Volume No. 16 Issue No. 6 June 2019  

  What happens in Vegas really should stay in Vegas
  Mark Stoller

     Mark Stoller moved to Falcon in 2007. He and his wife, Andra, both U.S. Air Force veterans, enjoy life with their daughters, extended family and adopted rescue dogs in Latigo. Mark savors the privilege of his wife and daughters being his muse for topics, people to meet and places to investigate.

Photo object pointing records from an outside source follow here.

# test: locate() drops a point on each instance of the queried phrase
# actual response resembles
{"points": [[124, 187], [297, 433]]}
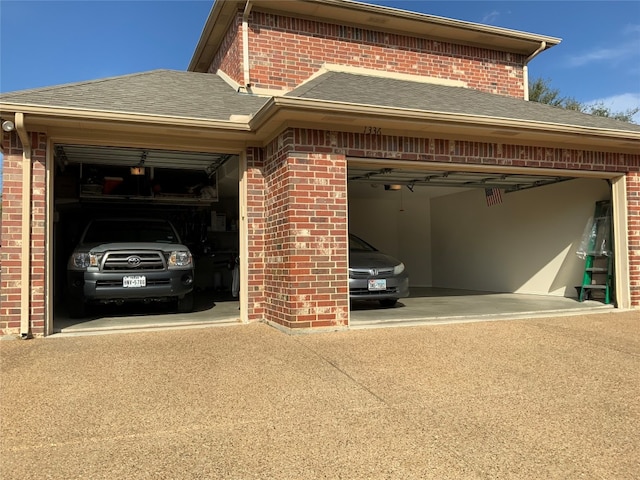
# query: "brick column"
{"points": [[306, 270], [10, 282], [633, 209]]}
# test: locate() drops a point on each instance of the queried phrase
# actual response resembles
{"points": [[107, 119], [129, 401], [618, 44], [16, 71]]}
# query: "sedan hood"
{"points": [[359, 259]]}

   We recently flew to Arizona to help Alex wrap up her first year of college, and we put her on a plane the next day to Scotland for a study-abroad experience. She had an outstanding first year and (proud dad moment) earned her spot on the Dean’s List both semesters. Thank goodness she takes after Andra!
   Looking back on our travels, flying wasn’t anywhere near as fun as it used to be. Back in the day when Andra and I both traveled extensively for our jobs, we could pack a large suitcase, show up an hour early, pass through security and even walk with each other to the gate.
   Sept. 11 changed everything and not always for the better. I agree with sacrificing some personal liberties for the pursuit of greater security — if it truly works. The Transportation Security Administration agents pulled our 13-year-old aside to inspect her travel-size package of wet wipes, and completely missed the pocket knife in my backpack.
   Speaking of security, we drove Alex’s car home via the Hoover Dam and Las Vegas. I was impressed by the level of monitoring and visible presence of agents around the dam.
   If you have the opportunity, take time to see and tour the incredible architecture of Hoover Dam. It was built during the Great Depression, and is called an arch-gravity dam. It is a narrowing upstream curve that directs most of the water against the canyon rock walls, which then provides the force to compress the dam. You can drive or walk across, take scenic photos and even toss a coin in the water after making a wish.
   Our next stop was the Las Vegas Strip. This huge, incredible hub of energy and activity hosts hotels with unique themes and attractions for both young and adult. We chose to go to the Luxor Hotel (pyramid-shaped with accompanying Egyptian design) for the Titanic exhibit. We were impressed as we ventured through the “inside” of the ship noticing the stark differences between third-and-first-class travel; read about passengers on board; viewed their personal effects; and saw a piece of the hull that was recovered from the ocean floor (2.5 miles down where the pressure is 6,000 pounds per square inch).
   Back on the Strip, people-watching is the thing to do. I am uncertain about the current fashion for men of all ages/races wearing tracksuits looking like mafioso Tony Soprano and his crew. There were pretty people dressed in a classy manner, normal people wearing normal clothes and a large number who dressed in such a way that left nothing to the imagination. I am all for individual expression, but geesh! You just cannot “un-see” some things!
   Considering the nickname, Sin City, our girls saw a little bit of that side, too. Random people tried to sell things; look-a-likes hustled for photo ops; one man was passed out, face down under a tree with an empty fifth of Jack Daniels next to him and his legs stretched out across the sidewalk; and young women in their 20s wearing nothing but G-strings, pasties and feathers beckoned people into hotels and casinos. This was during the middle of the day!
   Anyway, we, along with everyone else, just walked around them as if it was — dare I say — NORMAL.
   I am happy to be home in our once sleepy ranch town now turned burgeoning metropolis. Honestly, Las Vegas is fun and offers a great deal of experiences. However, the seedier side of Vegas should stay in Vegas, with the hope that it never finds a hold in Falcon.